John Schwary is CEO of Transitional Living Communities, an 850-bed recovery program he founded in Mesa, Arizona January 9, 1992, when he had a year sober. He's in his 28th year of recovery.

In these posts, he views life mostly through the lenses of recovery. While the blog is factual, he often disguises events and people to protect anonymity.

Monday, April 15, 2013

1000 and counting...

1000 days! 1000 blogs. I kept my commitment! Which is important. Now forward for the next however many postings.

And that segues to today when – during our monthly business meeting – a manager expressed gratitude for the hard work I've put into TLC. Work which helped him change his life.

So I shared my secret. And the secret is nothing arcane. The secret is to show up each day. When you feel like it. When you don't feel like it. No matter what, keep showing up.
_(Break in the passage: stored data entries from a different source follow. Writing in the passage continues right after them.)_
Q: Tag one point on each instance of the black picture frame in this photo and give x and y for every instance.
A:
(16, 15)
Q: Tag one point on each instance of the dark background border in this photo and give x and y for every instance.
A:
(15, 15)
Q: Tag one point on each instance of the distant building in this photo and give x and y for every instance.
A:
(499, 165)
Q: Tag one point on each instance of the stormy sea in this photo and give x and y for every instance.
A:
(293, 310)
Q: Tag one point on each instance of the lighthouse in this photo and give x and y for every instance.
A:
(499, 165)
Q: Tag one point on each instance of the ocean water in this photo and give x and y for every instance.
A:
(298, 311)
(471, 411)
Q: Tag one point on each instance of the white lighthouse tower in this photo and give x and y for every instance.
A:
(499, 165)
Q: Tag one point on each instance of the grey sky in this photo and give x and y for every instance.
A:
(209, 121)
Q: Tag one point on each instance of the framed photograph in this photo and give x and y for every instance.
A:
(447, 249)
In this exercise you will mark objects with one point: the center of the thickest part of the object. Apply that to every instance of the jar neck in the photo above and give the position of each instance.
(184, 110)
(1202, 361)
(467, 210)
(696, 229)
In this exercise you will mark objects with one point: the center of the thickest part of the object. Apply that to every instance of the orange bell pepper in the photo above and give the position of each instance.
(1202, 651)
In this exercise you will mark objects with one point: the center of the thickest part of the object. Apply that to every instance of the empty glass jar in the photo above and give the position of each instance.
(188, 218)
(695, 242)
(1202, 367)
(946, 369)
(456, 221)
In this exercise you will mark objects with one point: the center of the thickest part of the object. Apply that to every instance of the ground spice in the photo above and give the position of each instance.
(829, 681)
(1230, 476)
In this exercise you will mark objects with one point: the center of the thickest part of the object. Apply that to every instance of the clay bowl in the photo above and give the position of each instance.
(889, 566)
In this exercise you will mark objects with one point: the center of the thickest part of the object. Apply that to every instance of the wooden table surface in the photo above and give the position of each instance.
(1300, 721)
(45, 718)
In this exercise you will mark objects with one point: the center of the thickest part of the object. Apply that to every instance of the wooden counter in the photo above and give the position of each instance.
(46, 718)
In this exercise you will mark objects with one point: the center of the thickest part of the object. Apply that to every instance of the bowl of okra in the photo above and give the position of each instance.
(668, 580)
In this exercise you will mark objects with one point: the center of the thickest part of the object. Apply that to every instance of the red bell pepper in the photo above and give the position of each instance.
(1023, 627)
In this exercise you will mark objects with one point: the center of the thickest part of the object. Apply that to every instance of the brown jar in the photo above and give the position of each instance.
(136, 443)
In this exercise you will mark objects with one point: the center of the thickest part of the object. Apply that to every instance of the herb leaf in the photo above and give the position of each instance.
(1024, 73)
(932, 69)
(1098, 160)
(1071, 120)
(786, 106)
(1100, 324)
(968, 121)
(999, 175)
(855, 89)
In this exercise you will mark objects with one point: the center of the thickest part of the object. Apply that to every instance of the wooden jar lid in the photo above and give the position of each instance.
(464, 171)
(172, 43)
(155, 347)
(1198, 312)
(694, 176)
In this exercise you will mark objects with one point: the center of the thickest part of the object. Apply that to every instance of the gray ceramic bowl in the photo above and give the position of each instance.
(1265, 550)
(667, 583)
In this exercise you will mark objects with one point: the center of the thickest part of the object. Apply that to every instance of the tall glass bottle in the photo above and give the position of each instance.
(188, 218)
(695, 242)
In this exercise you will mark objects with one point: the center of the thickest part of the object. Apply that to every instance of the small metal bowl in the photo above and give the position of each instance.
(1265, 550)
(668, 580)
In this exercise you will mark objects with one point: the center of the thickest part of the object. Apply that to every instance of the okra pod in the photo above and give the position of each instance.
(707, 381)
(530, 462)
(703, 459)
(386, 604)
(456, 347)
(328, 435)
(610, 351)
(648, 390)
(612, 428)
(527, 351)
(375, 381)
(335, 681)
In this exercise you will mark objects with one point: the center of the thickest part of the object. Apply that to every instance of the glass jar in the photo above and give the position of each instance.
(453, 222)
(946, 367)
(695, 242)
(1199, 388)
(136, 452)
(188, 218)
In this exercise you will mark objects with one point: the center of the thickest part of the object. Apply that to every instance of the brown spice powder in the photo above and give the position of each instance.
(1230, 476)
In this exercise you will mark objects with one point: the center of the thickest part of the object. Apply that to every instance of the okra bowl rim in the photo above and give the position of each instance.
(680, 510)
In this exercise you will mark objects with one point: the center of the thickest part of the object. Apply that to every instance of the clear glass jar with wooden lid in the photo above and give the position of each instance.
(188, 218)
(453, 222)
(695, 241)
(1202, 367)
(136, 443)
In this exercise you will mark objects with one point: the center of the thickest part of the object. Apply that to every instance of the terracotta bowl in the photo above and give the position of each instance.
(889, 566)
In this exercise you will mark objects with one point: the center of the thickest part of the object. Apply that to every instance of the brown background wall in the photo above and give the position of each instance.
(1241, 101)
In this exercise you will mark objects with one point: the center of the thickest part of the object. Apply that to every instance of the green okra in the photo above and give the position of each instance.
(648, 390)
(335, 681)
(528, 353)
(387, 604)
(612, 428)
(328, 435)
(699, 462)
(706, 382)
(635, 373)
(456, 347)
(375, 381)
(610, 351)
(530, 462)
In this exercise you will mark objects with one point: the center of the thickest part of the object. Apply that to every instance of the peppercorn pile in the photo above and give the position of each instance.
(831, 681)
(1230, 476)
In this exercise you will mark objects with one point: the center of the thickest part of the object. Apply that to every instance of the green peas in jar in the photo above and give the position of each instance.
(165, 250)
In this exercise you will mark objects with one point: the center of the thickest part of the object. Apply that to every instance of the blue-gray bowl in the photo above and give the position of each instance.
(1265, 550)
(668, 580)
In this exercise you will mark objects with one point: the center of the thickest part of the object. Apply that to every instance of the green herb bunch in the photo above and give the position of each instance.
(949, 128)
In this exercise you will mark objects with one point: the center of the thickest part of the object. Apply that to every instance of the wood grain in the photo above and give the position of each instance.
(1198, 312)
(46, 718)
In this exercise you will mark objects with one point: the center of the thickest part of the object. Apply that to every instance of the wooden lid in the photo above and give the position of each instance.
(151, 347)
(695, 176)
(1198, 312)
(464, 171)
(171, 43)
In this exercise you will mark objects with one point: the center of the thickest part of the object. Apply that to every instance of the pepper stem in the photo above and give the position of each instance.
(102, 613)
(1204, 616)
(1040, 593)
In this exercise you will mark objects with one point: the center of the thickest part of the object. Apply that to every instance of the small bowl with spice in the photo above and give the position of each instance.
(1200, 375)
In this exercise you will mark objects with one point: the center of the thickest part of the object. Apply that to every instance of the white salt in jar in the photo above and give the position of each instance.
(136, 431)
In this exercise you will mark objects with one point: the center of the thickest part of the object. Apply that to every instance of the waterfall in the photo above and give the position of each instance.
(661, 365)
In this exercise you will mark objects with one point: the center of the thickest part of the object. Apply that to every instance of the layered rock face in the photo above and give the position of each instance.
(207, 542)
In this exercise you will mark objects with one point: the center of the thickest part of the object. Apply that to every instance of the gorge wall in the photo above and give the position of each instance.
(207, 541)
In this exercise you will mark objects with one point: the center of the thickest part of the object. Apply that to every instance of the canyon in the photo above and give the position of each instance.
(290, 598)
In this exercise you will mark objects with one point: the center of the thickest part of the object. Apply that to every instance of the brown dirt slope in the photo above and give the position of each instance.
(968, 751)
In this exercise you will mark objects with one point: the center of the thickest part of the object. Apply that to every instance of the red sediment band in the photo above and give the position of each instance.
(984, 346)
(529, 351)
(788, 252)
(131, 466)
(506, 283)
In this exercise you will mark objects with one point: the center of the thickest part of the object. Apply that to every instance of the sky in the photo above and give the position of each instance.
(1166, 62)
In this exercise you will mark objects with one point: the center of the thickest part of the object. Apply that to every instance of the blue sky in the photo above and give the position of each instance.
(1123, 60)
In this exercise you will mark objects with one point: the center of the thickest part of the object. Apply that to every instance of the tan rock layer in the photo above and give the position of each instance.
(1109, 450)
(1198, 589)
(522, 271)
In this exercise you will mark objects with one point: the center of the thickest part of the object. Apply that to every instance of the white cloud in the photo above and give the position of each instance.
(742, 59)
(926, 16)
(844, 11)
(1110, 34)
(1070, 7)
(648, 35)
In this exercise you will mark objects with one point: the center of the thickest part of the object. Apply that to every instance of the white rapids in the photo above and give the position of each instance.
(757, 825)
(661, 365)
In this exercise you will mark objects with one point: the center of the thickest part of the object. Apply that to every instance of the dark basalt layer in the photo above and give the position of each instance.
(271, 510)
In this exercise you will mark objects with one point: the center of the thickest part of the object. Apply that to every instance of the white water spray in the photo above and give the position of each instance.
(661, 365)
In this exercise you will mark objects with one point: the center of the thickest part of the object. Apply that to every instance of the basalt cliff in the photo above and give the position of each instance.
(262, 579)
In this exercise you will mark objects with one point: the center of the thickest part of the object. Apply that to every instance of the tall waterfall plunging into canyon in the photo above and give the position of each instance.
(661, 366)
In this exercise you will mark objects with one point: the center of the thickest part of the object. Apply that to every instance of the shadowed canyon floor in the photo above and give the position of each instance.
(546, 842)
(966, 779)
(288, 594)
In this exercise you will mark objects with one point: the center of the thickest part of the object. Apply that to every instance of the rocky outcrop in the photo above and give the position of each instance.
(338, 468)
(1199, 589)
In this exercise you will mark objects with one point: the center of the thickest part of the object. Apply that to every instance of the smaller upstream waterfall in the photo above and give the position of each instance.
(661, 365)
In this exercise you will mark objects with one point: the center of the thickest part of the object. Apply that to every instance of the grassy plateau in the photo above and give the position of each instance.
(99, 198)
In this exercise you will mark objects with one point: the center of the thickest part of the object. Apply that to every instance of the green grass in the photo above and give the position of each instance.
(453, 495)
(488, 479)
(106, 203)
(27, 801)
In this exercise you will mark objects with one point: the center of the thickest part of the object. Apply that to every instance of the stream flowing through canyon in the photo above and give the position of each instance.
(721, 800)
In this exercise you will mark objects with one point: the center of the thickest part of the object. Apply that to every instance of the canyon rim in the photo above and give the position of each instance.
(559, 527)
An example of this is the way I’ve written this blog. Some days the last thing I felt like doing is writing. But I did it anyway because I wanted to keep my commitment to myself

There were times when the computer was unavailable or broken late at night.  At times I had to post a blog from my telephone. Or from my iPad.

A few times I was in Mexico and the internet was kind of iffy. But I figured it out.

The secret is to show up every day. It's not the school you attended. It's not the education you have. It's not who you know. It's about showing up and trudging ahead. Often boring and unrewarding. But that’s how we get there.

It's like the aphorism of the tortoise and the hare. The hare’s good at the hundred yard dash. But the tortoise just keeps on going, keeping on. And he comes in first because he doesn’t stop. He keeps on….

I don't do my best work each day. What’s published here's never perfect. Yes, once in a while I like what I see on the screen. But the real thing is that I keep showing up every day. And hopefully getting better in the process.

I was considering just doing the blog once in a while once I met my goal of 1000. But then a couple of times mothers or fathers wrote to say that something they read here helped them make a decision to get their child into recovery. One message like that makes the whole thing worthwhile

If just one person's able to change, then it's all worth it. And worth continuing to do.